Grandin’s determination to create an Aboriginal clergy was not shared by all his missionaries, many of whom tended to see certain traits in the Indians and Métis as insurmountable obstacles to a religious vocation.
He sought government protection and respect for the Indians:
Prior to the Northwest Rebellion of 1885 (With Louis Riel), Bishop Grandin realized that the Métis of his diocese were suffering and he made numerous representations to the authorities to alleviate their plight. As the situation of the Métis deteriorated and their frustrations grew, Grandin sought both to keep them in a state of obedience and to obtain justice for them from the government. Although he deplored the use of arms in 1885, he remained convinced that it was the English residents who provoked the Métis rebellion by attempting to steal their land. He also claimed that the authorities had overlooked these illegal activities and that this disregard had made the Métis even angrier. Grandin was totally hostile towards Louis Riel*. He considered the Métis leader a raving lunatic who, claiming to be inspired by God, deceived the people and forced them to take up arms. After the rebellion, Grandin interceded on behalf of the prisoners and asked the government to be as lenient as possible. He was also concerned about the material well-being of the Métis who were alienating their land. He therefore encouraged them to settle in the colony that Father Albert Lacombe had founded for them at St. Paul-des-Métis (St. Paul, Alta.).

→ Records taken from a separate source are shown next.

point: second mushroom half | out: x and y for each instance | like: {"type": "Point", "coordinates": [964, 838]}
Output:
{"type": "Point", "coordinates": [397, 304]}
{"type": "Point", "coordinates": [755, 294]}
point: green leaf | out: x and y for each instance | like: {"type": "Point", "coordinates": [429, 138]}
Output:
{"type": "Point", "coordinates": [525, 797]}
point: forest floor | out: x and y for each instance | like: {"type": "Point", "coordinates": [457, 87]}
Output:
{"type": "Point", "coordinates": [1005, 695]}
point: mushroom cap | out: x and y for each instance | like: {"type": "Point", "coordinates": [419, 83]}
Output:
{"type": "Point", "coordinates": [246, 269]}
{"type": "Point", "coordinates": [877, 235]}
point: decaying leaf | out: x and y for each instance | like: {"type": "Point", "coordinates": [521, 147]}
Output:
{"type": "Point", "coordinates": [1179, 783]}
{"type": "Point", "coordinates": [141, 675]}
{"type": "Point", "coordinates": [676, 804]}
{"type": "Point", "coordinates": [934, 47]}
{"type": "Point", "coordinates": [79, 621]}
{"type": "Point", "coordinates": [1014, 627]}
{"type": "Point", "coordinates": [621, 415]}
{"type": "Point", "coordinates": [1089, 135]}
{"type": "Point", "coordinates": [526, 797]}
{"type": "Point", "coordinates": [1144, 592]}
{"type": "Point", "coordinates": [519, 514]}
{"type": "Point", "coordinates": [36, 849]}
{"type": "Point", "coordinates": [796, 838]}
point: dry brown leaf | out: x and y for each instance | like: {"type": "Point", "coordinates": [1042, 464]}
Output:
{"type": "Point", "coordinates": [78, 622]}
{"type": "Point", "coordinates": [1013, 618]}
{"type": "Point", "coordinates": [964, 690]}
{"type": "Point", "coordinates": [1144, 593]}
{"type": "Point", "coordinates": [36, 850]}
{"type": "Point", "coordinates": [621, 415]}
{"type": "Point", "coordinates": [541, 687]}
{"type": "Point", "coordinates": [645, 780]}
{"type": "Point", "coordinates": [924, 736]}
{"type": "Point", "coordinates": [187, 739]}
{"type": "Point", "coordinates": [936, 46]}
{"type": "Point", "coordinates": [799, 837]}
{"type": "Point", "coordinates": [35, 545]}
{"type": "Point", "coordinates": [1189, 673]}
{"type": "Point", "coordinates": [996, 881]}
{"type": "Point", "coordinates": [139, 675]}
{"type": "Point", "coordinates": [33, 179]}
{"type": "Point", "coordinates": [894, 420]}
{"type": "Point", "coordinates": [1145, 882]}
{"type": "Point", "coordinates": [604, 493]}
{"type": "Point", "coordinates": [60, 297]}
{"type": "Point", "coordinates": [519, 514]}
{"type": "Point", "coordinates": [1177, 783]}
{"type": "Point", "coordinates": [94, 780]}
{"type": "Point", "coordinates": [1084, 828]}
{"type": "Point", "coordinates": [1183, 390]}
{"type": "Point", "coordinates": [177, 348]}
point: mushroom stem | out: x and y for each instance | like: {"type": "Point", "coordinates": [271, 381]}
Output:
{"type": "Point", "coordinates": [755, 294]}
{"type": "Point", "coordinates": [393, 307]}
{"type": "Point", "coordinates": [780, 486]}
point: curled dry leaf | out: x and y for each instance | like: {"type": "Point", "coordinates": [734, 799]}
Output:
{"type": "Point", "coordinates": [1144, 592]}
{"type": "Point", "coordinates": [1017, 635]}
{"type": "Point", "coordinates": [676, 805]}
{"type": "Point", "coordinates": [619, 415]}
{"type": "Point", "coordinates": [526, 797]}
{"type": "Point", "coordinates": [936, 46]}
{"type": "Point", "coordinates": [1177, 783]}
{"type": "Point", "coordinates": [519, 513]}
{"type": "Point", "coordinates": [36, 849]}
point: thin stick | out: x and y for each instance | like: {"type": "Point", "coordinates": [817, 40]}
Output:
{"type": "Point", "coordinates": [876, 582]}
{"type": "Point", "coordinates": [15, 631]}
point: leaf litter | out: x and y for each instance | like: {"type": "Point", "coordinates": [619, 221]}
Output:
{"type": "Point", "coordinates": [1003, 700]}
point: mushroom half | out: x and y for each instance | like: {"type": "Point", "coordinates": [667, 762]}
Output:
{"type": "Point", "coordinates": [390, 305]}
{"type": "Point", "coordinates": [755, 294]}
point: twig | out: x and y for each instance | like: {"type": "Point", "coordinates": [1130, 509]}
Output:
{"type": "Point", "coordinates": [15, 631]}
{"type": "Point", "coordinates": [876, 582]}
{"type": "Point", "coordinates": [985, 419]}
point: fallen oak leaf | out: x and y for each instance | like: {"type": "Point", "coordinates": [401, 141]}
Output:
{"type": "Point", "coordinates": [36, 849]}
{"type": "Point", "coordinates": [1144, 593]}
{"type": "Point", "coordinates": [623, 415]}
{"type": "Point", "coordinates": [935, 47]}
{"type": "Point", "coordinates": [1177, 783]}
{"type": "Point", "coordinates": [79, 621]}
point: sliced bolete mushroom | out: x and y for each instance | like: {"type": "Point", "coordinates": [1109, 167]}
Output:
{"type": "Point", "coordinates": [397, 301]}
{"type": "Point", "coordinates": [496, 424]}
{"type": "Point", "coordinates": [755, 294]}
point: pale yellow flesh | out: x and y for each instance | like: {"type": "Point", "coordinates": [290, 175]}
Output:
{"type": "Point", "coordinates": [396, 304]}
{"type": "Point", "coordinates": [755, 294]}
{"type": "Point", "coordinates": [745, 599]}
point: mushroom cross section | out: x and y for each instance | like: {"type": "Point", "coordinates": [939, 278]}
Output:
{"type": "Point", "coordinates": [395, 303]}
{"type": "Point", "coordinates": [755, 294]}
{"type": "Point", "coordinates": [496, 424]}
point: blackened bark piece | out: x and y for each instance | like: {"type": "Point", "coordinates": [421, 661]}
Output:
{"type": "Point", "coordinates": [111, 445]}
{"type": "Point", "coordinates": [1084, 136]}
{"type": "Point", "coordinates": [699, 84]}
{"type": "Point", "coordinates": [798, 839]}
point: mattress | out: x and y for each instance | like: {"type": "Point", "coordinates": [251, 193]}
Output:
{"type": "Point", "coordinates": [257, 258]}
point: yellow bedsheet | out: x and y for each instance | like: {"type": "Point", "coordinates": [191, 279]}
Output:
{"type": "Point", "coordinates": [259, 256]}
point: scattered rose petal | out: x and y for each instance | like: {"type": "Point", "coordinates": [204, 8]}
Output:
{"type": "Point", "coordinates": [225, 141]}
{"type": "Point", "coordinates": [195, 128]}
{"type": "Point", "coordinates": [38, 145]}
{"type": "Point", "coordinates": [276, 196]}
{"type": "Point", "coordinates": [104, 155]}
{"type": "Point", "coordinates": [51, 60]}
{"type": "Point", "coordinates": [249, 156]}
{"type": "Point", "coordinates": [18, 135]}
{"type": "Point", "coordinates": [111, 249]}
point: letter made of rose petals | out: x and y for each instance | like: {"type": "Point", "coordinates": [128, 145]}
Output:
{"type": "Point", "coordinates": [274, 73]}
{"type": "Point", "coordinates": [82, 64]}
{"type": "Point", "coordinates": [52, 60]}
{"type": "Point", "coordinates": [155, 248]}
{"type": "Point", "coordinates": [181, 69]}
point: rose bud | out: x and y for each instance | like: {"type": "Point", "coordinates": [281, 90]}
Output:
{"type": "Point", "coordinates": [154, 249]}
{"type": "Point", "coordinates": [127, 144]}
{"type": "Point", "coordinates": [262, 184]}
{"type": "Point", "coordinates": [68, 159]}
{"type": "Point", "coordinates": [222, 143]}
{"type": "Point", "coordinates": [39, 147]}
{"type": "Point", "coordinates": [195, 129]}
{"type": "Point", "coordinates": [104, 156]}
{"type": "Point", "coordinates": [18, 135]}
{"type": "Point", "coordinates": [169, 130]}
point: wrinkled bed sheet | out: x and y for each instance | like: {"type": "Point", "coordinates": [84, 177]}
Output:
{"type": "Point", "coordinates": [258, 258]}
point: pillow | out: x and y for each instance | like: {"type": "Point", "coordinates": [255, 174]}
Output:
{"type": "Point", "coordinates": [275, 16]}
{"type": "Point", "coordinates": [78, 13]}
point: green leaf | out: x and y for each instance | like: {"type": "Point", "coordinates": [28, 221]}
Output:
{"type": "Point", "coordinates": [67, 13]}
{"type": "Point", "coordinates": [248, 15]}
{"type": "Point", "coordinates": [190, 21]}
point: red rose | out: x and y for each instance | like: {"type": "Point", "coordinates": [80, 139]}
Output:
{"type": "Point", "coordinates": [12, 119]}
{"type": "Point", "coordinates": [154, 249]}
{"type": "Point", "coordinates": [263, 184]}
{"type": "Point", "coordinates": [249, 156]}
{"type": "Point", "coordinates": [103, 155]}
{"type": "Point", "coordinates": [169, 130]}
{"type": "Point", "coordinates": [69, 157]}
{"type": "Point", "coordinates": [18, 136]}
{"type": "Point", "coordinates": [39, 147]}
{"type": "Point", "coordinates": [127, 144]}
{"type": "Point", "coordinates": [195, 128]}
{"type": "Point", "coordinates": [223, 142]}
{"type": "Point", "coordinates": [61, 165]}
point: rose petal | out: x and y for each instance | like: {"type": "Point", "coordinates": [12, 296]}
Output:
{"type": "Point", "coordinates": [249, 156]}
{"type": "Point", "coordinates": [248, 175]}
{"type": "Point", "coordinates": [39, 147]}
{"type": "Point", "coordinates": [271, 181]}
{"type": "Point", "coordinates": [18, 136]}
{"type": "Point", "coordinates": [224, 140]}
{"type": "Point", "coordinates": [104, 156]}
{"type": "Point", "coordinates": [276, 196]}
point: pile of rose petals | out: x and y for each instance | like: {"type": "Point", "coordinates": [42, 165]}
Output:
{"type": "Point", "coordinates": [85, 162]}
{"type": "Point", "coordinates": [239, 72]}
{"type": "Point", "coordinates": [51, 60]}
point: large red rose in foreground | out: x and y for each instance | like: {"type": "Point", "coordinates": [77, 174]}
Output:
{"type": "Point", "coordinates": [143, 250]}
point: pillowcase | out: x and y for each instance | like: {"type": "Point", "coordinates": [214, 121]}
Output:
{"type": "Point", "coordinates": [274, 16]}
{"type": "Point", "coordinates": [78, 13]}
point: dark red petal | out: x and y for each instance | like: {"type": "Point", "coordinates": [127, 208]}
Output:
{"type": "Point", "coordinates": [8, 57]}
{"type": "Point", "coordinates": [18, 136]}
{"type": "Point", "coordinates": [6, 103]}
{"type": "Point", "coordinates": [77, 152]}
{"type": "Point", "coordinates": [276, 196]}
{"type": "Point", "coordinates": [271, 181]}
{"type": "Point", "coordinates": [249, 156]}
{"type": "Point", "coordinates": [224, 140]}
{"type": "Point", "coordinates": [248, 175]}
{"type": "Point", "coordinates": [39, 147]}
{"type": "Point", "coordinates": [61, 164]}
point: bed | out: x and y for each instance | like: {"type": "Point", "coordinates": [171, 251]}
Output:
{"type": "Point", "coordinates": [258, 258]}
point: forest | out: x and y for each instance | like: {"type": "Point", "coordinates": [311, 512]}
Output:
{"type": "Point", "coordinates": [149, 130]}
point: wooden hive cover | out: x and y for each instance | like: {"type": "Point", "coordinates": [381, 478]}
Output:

Vital-Justin Grandin had been in frail health since early childhood, and missionary life in the Northwest – hard work, frequent travel in arduous conditions, poor diet – undoubtedly aggravated his condition. He suffered from severe earaches, abscesses and infections; by 1875, he feared he would go deaf. Despite the care he received in France, his problems persisted and were later complicated by internal disorders and hemorrhages. Because of his age and health, he asked to be relieved of his duties as bishop and vicar of the missions. Rome refused his resignation and some time later, in 1897, named Emile-Joseph Légal coadjutor bishop of Saint-Albert. Grandin’s health continued to decline, but he continued to serve until his death on June 3, 1902. Canonical investigations for his beatification began in 1929, and in 1966 he was declared venerable.